El viejo y el Mario
La reciente ruptura de Mario Vargas Llosa y su pareja Isabel Preysler sigue siendo comidilla preferida en las redes sociales y ha originado decenas de comentarios en las revistas “de corazón” afectas a los chismes sobre celebridades e incluso, es tema recurrente de columnistas en la prensa seria del mundo hispánico que, con envidia manifiesta, se mofan del descalabro amoroso de aquel titán de la literatura universal quien, además, ya octogenario, se dejó seducir por aquella dama-aspiradora de maridos millonarios y famosos. Lo critican haber dejado a su legítima esposa, al cabo de cumplir sus bodas de oro matrimoniales y se solazan que, supuestamente, la llamada “reina de corazones” se dio el lujo de prescindir los servicios que el Nobel le brindaba en la alcoba y en los salones de la farándula, fungiendo de ilustre decorado para su vanidad femenina, ya marchita, pero aún operacional. Con morbosa curiosidad esos mismos cronistas espulgan los motivos de dicha separación y en su pesquisa, con saliva en los belfos, desempolvan un cuento que Vargas Llosa publicó en 2020 intitulado Los vientos, de cuyo extenso texto solo extrapolan ciertas líneas en las que el protagonista devela su arrepentimiento de haber abandonado a su mujer Carmencita por otra “que no valía la pena”, de quien no estaba enamorado con el corazón, sino arrastrado por el deseo de satisfacer su pichula. Y continúa: “Por hacer lo que hice, mi vida se reventó y ya nunca fui feliz”. La transcripción verbatim de esos pasajes —implicando connotación autobiográfica— adereza la intriga para indisponer aún más entre ellos, al afamado amasiato. No obstante, en realidad, Los vientos encierra profundas reflexiones sobre la soledad que atañe a los viejos y que Vargas Llosa la retrata con alta maestría acerca de los momentos de tristeza, de contagiosa melancolía y de compasión hacia el héroe que, por añadidura, padece de incontinencia a una cascada de flatulencias (de ahí el título Los vientos) intermitentes que se le desata en los ratos menos propicios, causándole momentos de embarazo social que la narración no ahorra en descripciones crudamente escatológicas pero de hilarante humor.

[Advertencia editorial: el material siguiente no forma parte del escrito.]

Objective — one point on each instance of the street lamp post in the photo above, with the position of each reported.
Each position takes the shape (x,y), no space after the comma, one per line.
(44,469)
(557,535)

Con todo, en el trasfondo sustancial de la trama estremece el vaticinio del futuro de ese mundo virtual que llega vertiginosamente y al que nos cuesta adaptarnos. Entre las varias fantasías me gustó aquella de una novela fabricada por encargo a un ordenador de acuerdo con las instrucciones del cliente que podría pedir: “Quiero una historia que ocurra en el siglo XIX, con duelos, amores trágicos, bastante sexo, un enano, una perrita King Charles Cavalier y un cura pederasta…”; captada la orden, el texto computarizado llegará en poco tiempo a manos del usuario. ¿Qué tal? Más feo aún —dice— es el panorama de una vida sin librerías, sin bibliotecas y sin cinemas, o sea una vida sin alma. Para mayor espanto, las facultades de Filosofía habrían cerrado todas, salvo dos: una en las Islas Marquesas y otra en la Universidad de Cochabamba, ciudad boliviana que Mario Vargas Llosa siempre recuerda con nostalgia y, donde, dicho sea de paso, fue mi condiscípulo en el colegio La Salle. Finalmente, el anciano del cuento, pierde la memoria y se desespera por no poder volver a su aposento. En su búsqueda desorbitada, nos regala un paseo por el viejo Madrid que nos recuerda plazuelas y callejuelas de románticos nombres hasta, por fin encontrar su casa en la calle de la Flora, (donde, curiosamente, el Nobel posee su apartamento de soltero). Esa misma noche un infarto fulminante le da aún tiempo de conservar tenue consciencia del tenebroso tránsito hacia la muerte y de razonar que “dentro de pocos minutos (¿segundos?) sabría si existía Dios… si teníamos un alma” y a constatar su inminente cremación… “hasta que las lenguas del fuego extinguieran esa carne sucia y mojada que ya comenzaba a pudrirse cuando la quemaron”. Así termina el relato, pero como el 9 de febrero próximo, Vargas Llosa ingresará a la centenaria Academia Francesa convirtiéndose en inmortal como se denomina a los 40 miembros exclusivos de esa corporación fundada por el Cardenal de Richelieu en 1635, su obra se impondrá a sus cenizas.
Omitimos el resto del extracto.